Per decisione della Corte d’Appello di Milano, Brusca è tecnicamente sottoposto a quattro anni di libertà vigilata. Inoltre sarà sottoposto a controlli e sarà tenuto sotto protezione.

Collaboratore di giustizia

Brusca era stato arrestato nel 1996, dopo alcuni anni ha iniziato a collaborare con la giustizia. Scrive Agi che ai magistrati di Palermo, Firenze e Caltanissetta, Giovanni Brusca, figlio del capomafia Bernardo, esponente della Cupola e morto in carcere, ha parlato delle proprie responsabilità in ordine al suo ruolo nella progettazione ed esecuzione della strage di Capaci del 23 maggio 1992, ma anche in diversi delitti e omicidi efferati che non hanno risparmiato donne e bambini. “La mia non è una scelta facile, pesa la storia della mia famiglia, il dover accusare altri”, aveva dichiarato.

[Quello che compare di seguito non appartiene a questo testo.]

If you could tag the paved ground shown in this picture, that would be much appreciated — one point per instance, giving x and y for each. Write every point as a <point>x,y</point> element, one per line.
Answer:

Il no della Cassazione ai domiciliari

Oltre 80 permessi premi in 25 anni di carcere per Giovanni Brusca, 64 anni, scrive Adnkronos. Due anni fa aveva chiesto la scarcerazione ma la Cassazione disse di no. Era il 19 ottobre del 2019, quando i giudici bocciarono la richiesta dei legali del killer di Giovanni Falcone e del mandante dell’omicidio del piccolo Giuseppe Di Matteo che voleva usufruire degli arresti domiciliari. La Cassazione aveva respinto l’istanza dei legali per ottenere gli arresti domiciliari, riporta sempre Adnkronos. La procura generale della Corte di Cassazione aveva chiesto, con una requisitoria scritta, ai giudici della prima sezione penale di rigettare il ricorso dell’ex boss di Cosa Nostra contro la decisione del tribunale di sorveglianza di Roma. I legali di Brusca, infatti, avevano chiamato in causa la Cassazione, perché decidesse in merito alla sentenza del tribunale che, nel marzo 2019, aveva respinto l’istanza del mafioso per la detenzione domiciliare.

I commenti

“Umanamente è una notizia che mi addolora, ma questa è la legge, una legge che peraltro ha voluto mio fratello e quindi va rispettata. Mi auguro solo che magistratura e le forze dell’ordine vigilino con estrema attenzione in modo da scongiurare il pericolo che torni a delinquere, visto che stiamo parlando di un soggetto che ha avuto un percorso di collaborazione con la giustizia assai tortuoso. Ogni altro commento mi pare del tutto inopportuno”, ha detto Maria Falcone, sorella del giudice Giovanni Falcone.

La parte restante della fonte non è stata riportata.